The IBM Watson Speech to Text service enables you to add speech transcription capabilities to your application. It uses machine intelligence to combine information about grammar and language structure to generate an accurate transcription. Transcriptions are supported for various audio formats and languages.

This class enables fine-tuned control of a WebSockets session with the Speech to Text service. Although it is a more complex interface than the SpeechToText class, it provides more control and customizability of the session.

  • The URL that shall be used to stream audio for transcription.

    Declaration

    Swift

    public var websocketsURL: String { get set }
  • The default HTTP headers for all requests to the service.

    Declaration

    Swift

    public var defaultHeaders: [String : String]
  • The results of the most recent recognition request.

    Declaration

    Swift

    public var results: SpeechRecognitionResults { get }
  • Invoked when the session connects to the Speech to Text service.

    Declaration

    Swift

    public var onConnect: (() -> Void)? { get set }
  • Invoked with microphone audio when a recording audio queue buffer has been filled. If microphone audio is being compressed, then the audio data is in Opus format.

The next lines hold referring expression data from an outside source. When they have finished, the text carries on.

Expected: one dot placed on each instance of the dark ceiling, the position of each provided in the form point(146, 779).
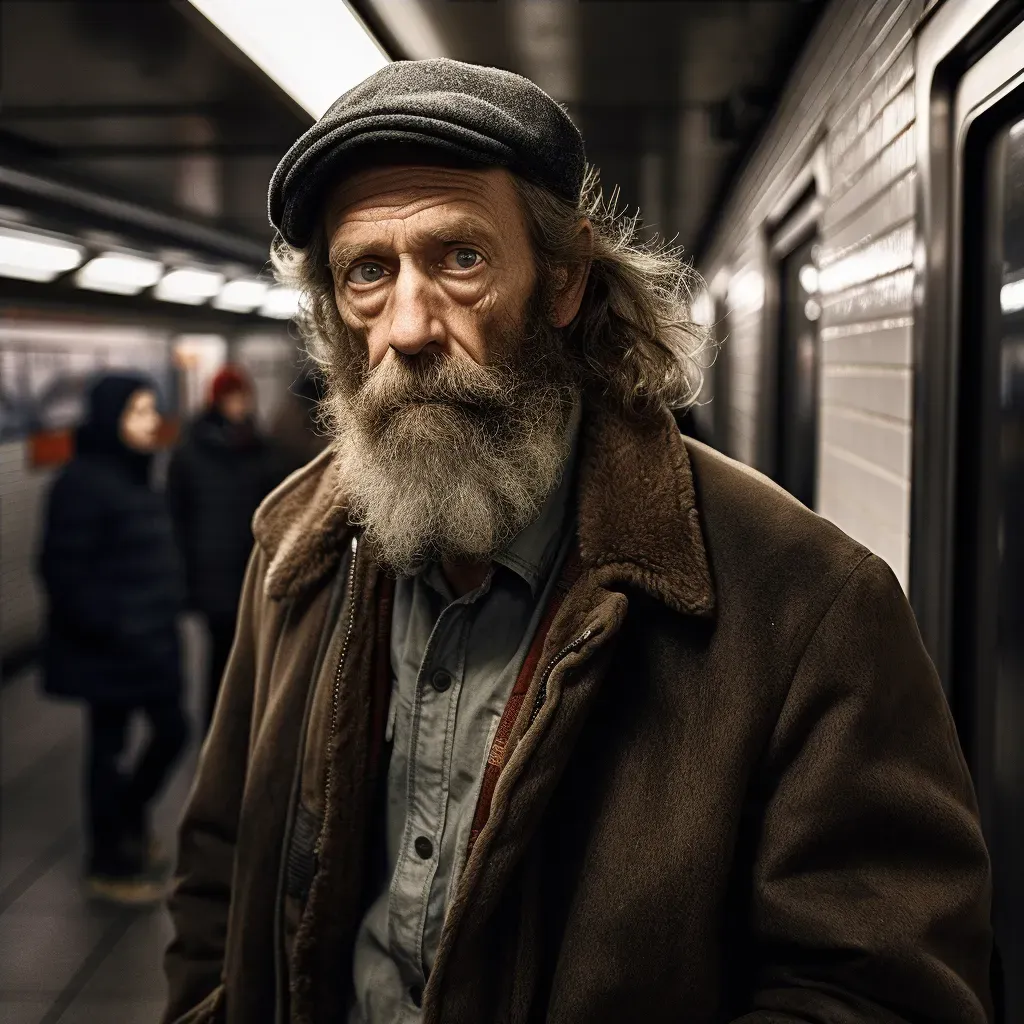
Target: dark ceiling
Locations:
point(669, 95)
point(144, 100)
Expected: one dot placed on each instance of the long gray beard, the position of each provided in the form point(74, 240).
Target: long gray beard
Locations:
point(440, 459)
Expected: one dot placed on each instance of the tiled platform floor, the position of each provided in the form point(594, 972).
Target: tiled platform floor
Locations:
point(64, 958)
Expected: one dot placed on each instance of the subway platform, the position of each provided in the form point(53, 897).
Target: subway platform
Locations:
point(62, 957)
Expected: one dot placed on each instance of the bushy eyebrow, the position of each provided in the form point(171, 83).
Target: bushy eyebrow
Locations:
point(460, 229)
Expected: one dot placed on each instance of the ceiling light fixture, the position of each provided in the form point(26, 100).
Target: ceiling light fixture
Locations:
point(313, 49)
point(281, 303)
point(119, 273)
point(189, 286)
point(242, 296)
point(37, 257)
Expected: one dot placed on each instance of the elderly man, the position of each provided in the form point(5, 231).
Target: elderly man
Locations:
point(538, 710)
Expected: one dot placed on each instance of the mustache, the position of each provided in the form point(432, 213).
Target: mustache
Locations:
point(435, 379)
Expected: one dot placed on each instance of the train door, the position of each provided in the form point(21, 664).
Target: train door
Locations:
point(987, 606)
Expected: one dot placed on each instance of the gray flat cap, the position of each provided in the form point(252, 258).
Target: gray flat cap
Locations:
point(480, 115)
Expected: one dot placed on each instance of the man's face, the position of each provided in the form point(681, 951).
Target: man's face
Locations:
point(451, 389)
point(140, 422)
point(429, 260)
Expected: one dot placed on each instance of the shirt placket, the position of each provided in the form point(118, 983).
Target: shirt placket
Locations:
point(431, 739)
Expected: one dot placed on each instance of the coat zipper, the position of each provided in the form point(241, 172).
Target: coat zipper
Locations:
point(335, 699)
point(542, 693)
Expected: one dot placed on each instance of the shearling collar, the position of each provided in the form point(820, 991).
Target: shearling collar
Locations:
point(638, 519)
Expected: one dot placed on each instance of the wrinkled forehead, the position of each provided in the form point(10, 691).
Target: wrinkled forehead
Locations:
point(395, 190)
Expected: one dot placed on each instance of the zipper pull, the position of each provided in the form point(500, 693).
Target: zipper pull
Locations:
point(542, 693)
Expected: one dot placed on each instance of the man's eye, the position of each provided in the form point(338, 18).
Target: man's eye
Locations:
point(464, 259)
point(366, 273)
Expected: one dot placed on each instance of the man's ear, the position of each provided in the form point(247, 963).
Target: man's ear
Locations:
point(566, 302)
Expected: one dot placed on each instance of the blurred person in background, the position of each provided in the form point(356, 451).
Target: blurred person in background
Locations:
point(113, 580)
point(217, 477)
point(296, 431)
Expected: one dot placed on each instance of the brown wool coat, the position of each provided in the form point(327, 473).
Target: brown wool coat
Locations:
point(741, 801)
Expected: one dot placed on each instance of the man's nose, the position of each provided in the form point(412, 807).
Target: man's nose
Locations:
point(414, 321)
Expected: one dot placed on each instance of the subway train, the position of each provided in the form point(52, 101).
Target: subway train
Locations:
point(855, 209)
point(866, 280)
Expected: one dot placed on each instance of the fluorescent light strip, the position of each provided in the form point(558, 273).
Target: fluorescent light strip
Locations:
point(313, 49)
point(192, 287)
point(281, 303)
point(119, 273)
point(242, 296)
point(37, 257)
point(1012, 297)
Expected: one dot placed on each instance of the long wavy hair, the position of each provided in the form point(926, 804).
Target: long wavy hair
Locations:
point(634, 341)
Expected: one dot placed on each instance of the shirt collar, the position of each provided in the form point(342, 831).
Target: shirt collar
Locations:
point(531, 552)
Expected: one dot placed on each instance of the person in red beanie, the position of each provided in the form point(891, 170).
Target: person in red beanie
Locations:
point(217, 477)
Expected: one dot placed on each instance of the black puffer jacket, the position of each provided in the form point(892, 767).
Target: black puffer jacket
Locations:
point(216, 480)
point(110, 567)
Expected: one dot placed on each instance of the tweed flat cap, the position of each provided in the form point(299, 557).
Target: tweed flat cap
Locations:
point(481, 115)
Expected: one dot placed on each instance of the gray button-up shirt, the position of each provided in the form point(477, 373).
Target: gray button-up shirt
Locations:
point(454, 664)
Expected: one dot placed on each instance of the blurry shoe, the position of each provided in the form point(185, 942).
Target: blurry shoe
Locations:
point(134, 891)
point(158, 861)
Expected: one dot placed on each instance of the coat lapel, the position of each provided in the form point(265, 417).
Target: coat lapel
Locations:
point(638, 530)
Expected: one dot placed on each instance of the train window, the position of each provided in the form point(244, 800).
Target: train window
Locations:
point(988, 560)
point(797, 404)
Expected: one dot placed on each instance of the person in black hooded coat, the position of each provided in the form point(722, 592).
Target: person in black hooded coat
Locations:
point(111, 570)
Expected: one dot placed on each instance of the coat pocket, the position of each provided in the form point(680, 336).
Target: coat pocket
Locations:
point(301, 865)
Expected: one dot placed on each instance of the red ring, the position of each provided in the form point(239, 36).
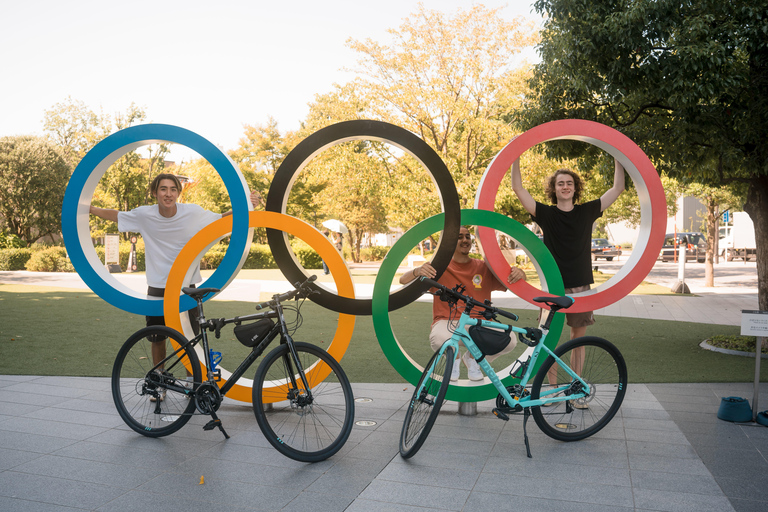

If uncompressed, then the audio data is in 16-bit mono PCM format at 16 kHZ.

    Declaration

    Swift

    public var onMicrophoneData: ((Data) -> Void)?
  • Invoked every 0.025s when recording with the average dB power of the microphone.

    Declaration

    Swift

    public var onPowerData: ((Float32) -> Void)? { get set }
  • Invoked when transcription results are received for a recognition request.

    Declaration

    Swift

    public var onResults: ((SpeechRecognitionResults) -> Void)? { get set }
  • Invoked when an error or warning occurs.

    Declaration

    Swift

    public var onError: ((WatsonError) -> Void)? { get set }
  • Invoked when the session disconnects from the Speech to Text service.

    Declaration

    Swift

    public var onDisconnect: (() -> Void)?
  • Undocumented

    Declaration

    Swift

    public init(
        authenticator: Authenticator,
        model: String? = nil,
        baseModelVersion: String? = nil,
        languageCustomizationID: String? = nil,
        acousticCustomizationID: String? = nil,
        learningOptOut: Bool? = nil,
        endOfPhraseSilenceTime: Double? = nil,
        splitTranscriptAtPhraseEnd: Bool? = nil,
        customerID: String? = nil)
  • Connect to the Speech to Text service.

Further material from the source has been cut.